Madeline Folgmann

Personal information
- Born: 16 January 1997 (age 29)

Sport
- Country: Germany
- Sport: Taekwondo
- Event: –53 kg
- Club: TG Jeong Eui Nettetal
- Coached by: Björn Pistel

Achievements and titles
- Regional finals: 3rd place, bronze medalist(s)
- Highest world ranking: 3 (2024)

Medal record
Women's Taekwondo
Representing Germany
World University Games
| Bronze medal – third place | 2017 Taipei | 53 kg |
European Championships
| Bronze medal – third place | 2018 Kazan | 53 kg |
European Universities Games
| Silver medal – second place | 2024 Debrecen-Miskolc | 53 kg |
European Under 21 Championships
| Gold medal – first place | 2017 Sofia | 53 kg |

= Madeline Folgmann =

German athlete (born 1997)

Madeline Folgmann (born 16 January 1997) is a German taekwondo athlete and European bronze medalist.

== Career ==

Madeline Folgmann began practising taekwondo at the age of five and has been competing for the German national team since 2014. In 2014, she took part in the Youth Olympic Games in Nanjing in the weight class up to 55 kg. She reached the round of 16, but lost to her opponent Tijana Bogdanović by 12 to 16 points. At national level, she became German champion three times, runner-up three times and bronze medallist twice in the cadet and junior categories.
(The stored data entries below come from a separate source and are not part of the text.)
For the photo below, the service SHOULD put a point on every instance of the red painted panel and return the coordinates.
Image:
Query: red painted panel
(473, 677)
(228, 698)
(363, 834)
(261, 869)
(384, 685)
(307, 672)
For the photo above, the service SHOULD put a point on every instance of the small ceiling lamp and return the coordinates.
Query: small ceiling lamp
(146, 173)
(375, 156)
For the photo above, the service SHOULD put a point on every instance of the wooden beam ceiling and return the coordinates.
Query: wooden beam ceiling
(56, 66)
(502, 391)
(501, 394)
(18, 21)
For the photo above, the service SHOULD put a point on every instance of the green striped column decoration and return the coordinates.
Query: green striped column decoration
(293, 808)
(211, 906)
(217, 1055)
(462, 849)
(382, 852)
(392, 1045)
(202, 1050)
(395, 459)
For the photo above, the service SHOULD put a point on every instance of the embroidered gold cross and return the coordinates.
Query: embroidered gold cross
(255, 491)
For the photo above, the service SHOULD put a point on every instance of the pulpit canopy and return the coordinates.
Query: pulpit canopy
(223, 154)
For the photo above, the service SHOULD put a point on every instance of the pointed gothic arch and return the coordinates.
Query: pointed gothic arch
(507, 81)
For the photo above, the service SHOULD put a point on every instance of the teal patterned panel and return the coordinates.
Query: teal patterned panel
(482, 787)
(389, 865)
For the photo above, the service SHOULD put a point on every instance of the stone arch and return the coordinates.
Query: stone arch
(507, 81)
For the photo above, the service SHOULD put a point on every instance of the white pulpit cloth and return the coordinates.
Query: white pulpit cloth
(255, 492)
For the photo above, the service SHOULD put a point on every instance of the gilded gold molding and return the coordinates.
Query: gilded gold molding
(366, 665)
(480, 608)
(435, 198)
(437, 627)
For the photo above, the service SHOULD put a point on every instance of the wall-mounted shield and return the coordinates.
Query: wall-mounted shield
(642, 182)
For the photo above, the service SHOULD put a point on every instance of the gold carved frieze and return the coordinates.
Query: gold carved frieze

At the U21 European Championships in Sofia, Folgmann won the gold medal in the weight class up to 53 kg. In the same year, she achieved a bronze medal in the same weight class at the World University Games (then: Summer Universiade). In 2018, she won another bronze medal at the European Senior Championships in Kazan.

In 2024, Folgmann achieved a 5th place at the European Championships in Belgrade. At the 2024 European Universities Games in Debrecen-Miskolc, she was defeated in the final by Spanish athlete Alma Pérez Parrado and thus became runner-up in the weight class up to 53 kg.

== Personal life ==

Folgmann began studying Sports Science at the German Sport University Cologne in 2016. She completed her bachelor's degree in 2021 and then continued her studies with a master's programme.